Built by [`scrape.py`](scrape.py) (Python stdlib only) from the official Stack Exchange API:

- `data/cleo_dataset.jsonl` — one record per problem: question id/title/url/tags/asker,
  full question markdown, Cleo's answer markdown, scores, dates, and a coarse `type`
  (`integral` / `series` / `other`).
- `data/problems/<slug>.md` — solver-facing problem statements (**no answers**). One statement
  (q964438) is truncated at an asker edit that referenced Cleo's answer; the flag `sanitized`
  marks it in the dataset.
- `data/answers/<slug>.md` — Cleo's answer for each problem (the ground truth).

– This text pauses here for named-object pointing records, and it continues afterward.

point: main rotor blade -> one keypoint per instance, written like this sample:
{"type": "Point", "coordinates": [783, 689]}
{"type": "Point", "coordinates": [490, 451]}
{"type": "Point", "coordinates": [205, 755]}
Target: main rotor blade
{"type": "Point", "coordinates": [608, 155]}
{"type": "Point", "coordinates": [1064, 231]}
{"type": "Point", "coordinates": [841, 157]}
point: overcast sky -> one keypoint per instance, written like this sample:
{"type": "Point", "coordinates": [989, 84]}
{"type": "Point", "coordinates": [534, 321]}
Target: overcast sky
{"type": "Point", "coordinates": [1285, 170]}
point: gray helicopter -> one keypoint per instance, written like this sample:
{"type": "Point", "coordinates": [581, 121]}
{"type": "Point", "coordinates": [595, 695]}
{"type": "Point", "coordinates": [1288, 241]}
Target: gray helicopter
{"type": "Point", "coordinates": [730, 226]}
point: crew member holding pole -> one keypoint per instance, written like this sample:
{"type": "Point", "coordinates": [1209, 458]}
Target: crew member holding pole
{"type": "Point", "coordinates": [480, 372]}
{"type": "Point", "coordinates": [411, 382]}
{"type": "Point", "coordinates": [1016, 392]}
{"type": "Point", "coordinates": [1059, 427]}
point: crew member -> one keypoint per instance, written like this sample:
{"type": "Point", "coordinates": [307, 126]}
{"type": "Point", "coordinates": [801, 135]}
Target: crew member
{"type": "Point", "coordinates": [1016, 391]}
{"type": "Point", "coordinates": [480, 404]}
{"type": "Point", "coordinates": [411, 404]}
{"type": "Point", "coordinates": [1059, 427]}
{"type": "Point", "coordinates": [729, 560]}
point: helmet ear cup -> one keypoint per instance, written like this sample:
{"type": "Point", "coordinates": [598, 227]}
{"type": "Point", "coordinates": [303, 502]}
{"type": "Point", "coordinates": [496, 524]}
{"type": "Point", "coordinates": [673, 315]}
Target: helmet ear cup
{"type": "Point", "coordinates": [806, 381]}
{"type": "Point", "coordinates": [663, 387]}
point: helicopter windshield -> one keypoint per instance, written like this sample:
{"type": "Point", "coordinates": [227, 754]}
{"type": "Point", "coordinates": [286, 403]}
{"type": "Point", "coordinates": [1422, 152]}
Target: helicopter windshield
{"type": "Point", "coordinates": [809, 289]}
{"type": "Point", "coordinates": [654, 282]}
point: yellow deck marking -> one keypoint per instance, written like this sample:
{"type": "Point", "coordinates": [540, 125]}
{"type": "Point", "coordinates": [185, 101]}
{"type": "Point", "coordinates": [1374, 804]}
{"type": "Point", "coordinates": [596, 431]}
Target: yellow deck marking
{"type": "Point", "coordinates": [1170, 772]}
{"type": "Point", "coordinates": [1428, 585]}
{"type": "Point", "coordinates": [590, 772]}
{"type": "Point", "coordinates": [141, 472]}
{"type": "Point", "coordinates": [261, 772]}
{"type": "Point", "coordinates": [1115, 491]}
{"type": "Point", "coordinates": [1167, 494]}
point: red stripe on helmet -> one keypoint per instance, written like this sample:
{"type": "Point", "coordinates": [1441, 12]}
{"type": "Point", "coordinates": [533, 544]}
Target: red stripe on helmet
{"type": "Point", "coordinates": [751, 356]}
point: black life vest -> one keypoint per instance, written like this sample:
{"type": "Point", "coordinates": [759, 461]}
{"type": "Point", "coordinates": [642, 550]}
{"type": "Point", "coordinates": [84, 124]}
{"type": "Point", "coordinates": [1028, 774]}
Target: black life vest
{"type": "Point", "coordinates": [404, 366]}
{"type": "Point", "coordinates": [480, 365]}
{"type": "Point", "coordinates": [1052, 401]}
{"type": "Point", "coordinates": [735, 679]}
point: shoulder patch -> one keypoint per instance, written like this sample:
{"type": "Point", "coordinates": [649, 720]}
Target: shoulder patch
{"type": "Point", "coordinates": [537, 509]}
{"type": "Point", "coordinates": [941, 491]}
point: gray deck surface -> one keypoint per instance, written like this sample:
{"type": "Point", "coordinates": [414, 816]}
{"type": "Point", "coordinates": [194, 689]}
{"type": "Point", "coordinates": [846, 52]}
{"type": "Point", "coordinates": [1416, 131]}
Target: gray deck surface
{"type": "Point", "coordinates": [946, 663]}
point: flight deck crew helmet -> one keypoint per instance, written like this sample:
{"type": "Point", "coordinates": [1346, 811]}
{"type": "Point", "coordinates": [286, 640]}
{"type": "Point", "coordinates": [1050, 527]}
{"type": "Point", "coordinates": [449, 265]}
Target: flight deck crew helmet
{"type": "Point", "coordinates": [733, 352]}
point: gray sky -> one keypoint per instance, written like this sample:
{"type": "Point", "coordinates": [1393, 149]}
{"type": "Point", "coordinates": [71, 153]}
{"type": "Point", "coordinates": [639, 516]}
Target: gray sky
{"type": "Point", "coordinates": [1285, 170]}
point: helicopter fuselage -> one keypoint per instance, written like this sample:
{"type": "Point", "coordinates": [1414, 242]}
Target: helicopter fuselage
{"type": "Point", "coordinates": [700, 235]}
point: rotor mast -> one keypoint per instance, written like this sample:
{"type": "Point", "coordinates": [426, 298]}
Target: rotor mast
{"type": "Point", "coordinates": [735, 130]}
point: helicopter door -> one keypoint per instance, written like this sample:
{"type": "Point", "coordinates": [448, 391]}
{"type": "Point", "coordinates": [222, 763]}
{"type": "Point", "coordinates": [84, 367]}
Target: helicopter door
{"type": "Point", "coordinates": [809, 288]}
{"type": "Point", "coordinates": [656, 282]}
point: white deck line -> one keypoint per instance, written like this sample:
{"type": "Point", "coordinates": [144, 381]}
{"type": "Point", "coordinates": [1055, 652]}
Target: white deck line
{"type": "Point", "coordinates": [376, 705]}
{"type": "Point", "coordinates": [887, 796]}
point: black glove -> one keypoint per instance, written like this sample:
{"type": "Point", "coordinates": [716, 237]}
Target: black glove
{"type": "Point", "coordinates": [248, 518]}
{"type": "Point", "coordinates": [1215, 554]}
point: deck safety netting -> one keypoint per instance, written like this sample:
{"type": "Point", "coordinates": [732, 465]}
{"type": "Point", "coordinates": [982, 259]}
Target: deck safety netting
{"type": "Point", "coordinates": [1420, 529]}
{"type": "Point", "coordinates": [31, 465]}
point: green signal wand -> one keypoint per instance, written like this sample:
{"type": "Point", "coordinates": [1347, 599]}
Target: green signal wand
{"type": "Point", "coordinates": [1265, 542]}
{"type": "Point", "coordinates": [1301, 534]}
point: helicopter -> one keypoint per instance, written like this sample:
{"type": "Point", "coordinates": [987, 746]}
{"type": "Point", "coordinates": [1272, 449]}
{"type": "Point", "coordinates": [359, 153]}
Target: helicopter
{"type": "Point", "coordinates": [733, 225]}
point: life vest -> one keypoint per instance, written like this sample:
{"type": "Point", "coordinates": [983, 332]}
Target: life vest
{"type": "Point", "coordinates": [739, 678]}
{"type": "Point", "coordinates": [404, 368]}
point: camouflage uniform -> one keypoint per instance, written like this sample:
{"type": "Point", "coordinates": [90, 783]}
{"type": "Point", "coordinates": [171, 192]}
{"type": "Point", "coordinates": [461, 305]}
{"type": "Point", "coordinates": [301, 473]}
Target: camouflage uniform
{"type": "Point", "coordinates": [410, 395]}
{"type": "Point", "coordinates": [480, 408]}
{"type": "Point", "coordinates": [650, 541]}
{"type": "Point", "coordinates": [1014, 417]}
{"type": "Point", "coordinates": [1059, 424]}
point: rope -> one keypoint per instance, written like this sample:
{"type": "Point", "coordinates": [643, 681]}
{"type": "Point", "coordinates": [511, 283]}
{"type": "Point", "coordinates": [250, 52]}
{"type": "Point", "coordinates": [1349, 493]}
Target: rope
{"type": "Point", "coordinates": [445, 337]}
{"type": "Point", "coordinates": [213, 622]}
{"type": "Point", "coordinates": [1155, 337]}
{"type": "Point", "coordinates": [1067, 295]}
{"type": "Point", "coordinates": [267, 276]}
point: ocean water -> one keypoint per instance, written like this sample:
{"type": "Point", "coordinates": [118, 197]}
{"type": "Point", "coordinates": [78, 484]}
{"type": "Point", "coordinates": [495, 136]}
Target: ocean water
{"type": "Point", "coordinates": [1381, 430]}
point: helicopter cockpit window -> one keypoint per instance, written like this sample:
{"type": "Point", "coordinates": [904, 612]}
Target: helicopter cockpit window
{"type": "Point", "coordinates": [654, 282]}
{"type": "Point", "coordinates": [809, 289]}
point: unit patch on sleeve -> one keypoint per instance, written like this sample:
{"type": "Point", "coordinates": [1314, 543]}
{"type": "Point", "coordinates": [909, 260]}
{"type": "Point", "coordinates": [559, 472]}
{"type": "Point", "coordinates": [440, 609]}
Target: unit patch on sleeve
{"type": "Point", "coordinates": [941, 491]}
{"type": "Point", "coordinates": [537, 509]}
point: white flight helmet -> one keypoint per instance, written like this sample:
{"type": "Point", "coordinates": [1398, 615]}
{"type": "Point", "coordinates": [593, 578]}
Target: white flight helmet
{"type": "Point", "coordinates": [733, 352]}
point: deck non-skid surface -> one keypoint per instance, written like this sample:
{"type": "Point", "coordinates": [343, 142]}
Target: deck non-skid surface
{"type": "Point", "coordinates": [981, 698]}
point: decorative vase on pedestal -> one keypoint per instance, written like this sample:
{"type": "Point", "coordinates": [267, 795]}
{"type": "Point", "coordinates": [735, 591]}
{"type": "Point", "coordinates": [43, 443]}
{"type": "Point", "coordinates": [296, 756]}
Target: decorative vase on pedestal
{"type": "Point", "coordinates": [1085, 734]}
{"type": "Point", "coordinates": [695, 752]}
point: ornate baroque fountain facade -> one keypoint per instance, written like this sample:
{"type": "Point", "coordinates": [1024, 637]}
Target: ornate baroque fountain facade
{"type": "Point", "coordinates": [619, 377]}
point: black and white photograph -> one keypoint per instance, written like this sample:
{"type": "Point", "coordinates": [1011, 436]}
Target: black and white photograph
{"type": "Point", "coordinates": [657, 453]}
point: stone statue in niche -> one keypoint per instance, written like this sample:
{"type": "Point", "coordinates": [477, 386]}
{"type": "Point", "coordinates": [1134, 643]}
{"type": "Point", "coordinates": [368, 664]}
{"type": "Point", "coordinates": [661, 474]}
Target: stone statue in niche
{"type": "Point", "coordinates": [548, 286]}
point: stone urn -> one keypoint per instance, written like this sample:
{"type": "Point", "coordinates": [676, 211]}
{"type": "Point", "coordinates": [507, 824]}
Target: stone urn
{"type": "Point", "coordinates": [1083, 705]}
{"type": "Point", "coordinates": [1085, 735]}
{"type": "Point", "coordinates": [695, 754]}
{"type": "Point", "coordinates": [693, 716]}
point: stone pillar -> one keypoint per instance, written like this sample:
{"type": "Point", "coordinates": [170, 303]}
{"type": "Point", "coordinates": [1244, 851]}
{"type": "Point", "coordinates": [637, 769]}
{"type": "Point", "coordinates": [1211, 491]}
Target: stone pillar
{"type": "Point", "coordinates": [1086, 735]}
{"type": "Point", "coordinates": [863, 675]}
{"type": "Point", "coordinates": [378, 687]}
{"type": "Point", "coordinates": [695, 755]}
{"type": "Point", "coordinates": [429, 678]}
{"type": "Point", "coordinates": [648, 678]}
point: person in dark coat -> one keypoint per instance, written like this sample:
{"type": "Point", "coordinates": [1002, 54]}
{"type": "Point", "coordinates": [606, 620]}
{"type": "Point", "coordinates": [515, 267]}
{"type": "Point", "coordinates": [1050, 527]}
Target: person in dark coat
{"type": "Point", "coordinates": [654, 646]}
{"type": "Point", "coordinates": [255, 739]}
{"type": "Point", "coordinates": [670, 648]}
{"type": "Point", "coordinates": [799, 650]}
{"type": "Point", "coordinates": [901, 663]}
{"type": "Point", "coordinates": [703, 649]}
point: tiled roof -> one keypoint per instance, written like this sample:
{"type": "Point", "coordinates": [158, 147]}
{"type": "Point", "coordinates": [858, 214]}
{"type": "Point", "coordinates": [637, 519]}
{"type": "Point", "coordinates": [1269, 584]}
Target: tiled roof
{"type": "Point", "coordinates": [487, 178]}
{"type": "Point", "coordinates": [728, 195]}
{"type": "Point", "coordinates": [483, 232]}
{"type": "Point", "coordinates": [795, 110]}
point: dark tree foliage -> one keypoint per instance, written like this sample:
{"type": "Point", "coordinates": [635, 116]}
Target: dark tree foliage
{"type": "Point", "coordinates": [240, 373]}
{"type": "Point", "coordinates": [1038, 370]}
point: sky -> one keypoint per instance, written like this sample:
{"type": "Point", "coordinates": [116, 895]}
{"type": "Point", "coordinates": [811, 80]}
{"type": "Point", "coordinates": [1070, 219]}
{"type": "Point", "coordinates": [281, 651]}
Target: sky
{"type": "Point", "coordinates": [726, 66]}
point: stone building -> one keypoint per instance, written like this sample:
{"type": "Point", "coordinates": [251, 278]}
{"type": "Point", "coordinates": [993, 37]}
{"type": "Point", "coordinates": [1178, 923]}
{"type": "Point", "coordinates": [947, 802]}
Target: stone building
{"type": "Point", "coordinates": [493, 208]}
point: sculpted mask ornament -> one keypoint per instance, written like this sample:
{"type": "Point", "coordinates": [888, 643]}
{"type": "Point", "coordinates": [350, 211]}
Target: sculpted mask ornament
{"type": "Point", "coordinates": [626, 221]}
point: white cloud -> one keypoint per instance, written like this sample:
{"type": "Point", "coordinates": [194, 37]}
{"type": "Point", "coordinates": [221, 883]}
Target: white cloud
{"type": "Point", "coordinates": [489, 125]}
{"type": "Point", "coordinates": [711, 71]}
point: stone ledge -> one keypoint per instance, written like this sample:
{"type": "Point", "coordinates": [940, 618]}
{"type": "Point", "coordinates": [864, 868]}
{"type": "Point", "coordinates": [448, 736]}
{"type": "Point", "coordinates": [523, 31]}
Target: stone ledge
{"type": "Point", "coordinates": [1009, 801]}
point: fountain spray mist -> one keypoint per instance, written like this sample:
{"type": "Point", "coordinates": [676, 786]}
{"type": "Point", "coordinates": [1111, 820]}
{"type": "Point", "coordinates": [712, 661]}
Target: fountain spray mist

Content is CC BY-SA (Stack Exchange); records retain attribution links.

## Benchmark protocol

One workflow run spawns three agents per problem (`claude-fable-5`):

1. **Truth** (effort `high`) — reads Cleo's answer, translates the closed form into an `mpmath`
   expression, evaluates it to 40 digits, and independently checks it against direct
   high-precision numerical evaluation of the integral itself.
2. **Solve** (effort `max`) — *closed book*: gets only the problem statement. No network, no
   reading of answer files. Must produce a complete rigorous derivation in
   `results/solutions/<slug>.md`, plus an `mpmath` expression for its final answer, and must
   verify it numerically (target ≥25 agreeing digits) against direct evaluation of the integral.
   The prompt states that a recalled answer without derivation scores as unsolved.
3. **Grade** (effort `high`) — recomputes both closed forms itself at 50 dps (never trusting
   claimed digits), reads the solver's proof, spot-checks pivotal steps, and returns a verdict:
   `correct` / `equivalent_but_different_form` / `incorrect` / `no_answer`, plus a
   derivation-quality rating. **Solved** = correct value *and* a complete (or nearly complete)
   derivation.

`assemble.py` merges the dataset with the workflow output (`results/results.json`) into
`results/REPORT.md`.

## Reproduce

```bash
python3 scrape.py                                   # rebuild the dataset (4 API calls)
python3 -m venv .venv && .venv/bin/pip install mpmath sympy
# run the benchmark workflow (Claude Code), then:
python3 assemble.py                                 # regenerate results/REPORT.md
```

## Caveat

These problems are famous and their solutions are public, so training-set contamination is
unavoidable. The bench measures whether the model can produce a *complete, numerically verified
derivation* under a no-lookup policy — not whether it can discover the closed forms in a vacuum.